Je ne sais, mais soit pressentiment, soit froideur, j'étais si loin de croire que ce que j'avais fait pour ce jeune homme pût m'attirer de tels sentiments de sa part, que je lui laissai lire sur ma physionomie le refus que je n'osais exprimer: il le comprit, n'insista plus, et s'en tint à me demander seulement ce qu'il pourrait faire pour moi.

– Monsieur, lui dis-je, si réellement mon procédé n'est pas sans mérite à vos yeux, je ne vous demande pour toute récompense que de me conduire avec vous à Lyon, et de m'y placer dans quelque maison honnête, où ma pudeur n'ait plus à souffrir.

– Vous ne sauriez mieux faire, me dit Saint-Florent, et personne n'est plus en état que moi de vous rendre ce service: j'ai vingt parents dans cette ville.

Et le jeune négociant me pria de lui raconter alors les raisons qui m'engageaient à m'éloigner de Paris, où je lui avais dit que j'étais née. Je le fis avec autant de confiance que d'ingénuité.

– Oh! si ce n'est que cela, dit le jeune homme, je pourrai vous être utile avant d'être à Lyon; ne craignez rien, Thérèse, votre affaire est assoupie; on ne vous recherchera point, et moins qu'ailleurs assurément dans l'asile où je veux vous placer. J'ai une parente auprès de Bondy, elle habite une campagne charmante dans ces environs; elle se fera, j'en suis sûr, un plaisir de vous avoir près d'elle; je vous y présente demain.

Remplie de reconnaissance à mon tour, j'accepte un projet qui me convient autant; nous nous reposons le reste du jour à Luzarches, et le lendemain nous nous proposâmes de gagner Bondy, qui n'est qu'à six lieues de là.

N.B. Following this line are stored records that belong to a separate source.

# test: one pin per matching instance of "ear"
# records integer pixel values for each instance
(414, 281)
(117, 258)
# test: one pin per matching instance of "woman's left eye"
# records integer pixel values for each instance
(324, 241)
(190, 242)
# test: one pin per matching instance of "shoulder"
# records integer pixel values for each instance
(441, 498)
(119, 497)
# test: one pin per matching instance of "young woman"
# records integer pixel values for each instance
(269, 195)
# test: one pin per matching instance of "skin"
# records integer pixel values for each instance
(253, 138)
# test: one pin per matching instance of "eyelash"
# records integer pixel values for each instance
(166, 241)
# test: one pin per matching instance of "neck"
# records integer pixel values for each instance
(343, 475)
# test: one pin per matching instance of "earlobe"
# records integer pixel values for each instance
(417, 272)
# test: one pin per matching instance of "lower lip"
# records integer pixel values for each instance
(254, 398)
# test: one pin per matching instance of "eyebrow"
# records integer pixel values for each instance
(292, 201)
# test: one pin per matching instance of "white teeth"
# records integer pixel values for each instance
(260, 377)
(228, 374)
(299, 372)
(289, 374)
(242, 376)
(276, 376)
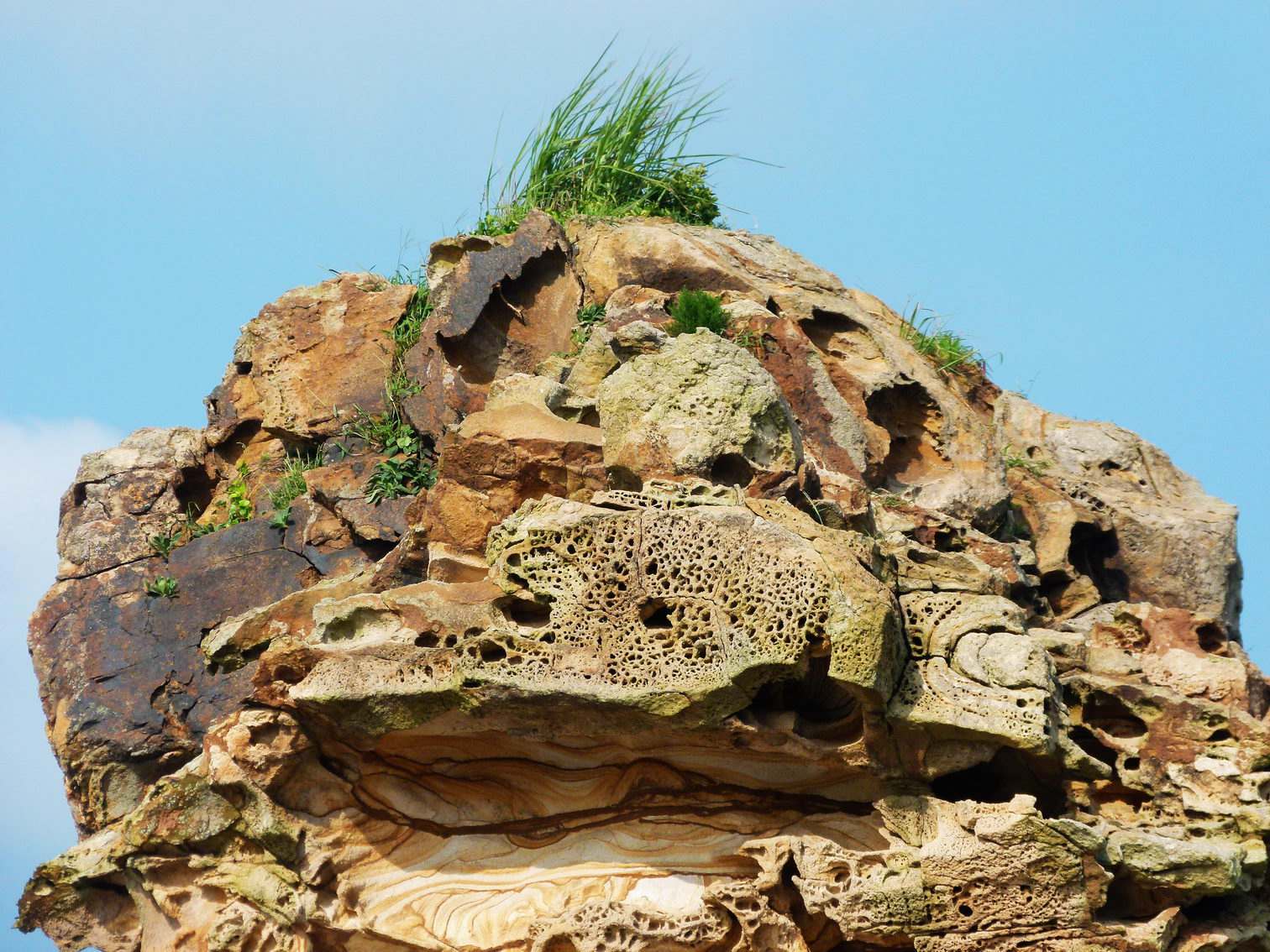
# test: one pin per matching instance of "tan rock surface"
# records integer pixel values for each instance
(803, 645)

– Il fait beau, me dit Saint-Florent, si vous me croyez, Thérèse, nous nous rendrons à pied au château de ma parente, nous y raconterons notre aventure, et cette manière d'arriver jettera, ce me semble, encore plus d'intérêt sur vous.

Bien éloignée de soupçonner les desseins de ce monstre et d'imaginer qu'il devait y avoir pour moi moins de sûreté avec lui que dans l'infâme compagnie que je quittais, j'accepte tout sans crainte, comme sans répugnance; nous dînons, nous soupons ensemble; il ne s'oppose nullement à ce que je prenne une chambre séparée de la sienne pour la nuit, et après avoir laissé passer le grand chaud, sûr à ce qu'il dit que quatre ou cinq heures suffisent à nous rendre chez sa parente, nous quittons Luzarches et nous nous acheminons à pied vers Bondy.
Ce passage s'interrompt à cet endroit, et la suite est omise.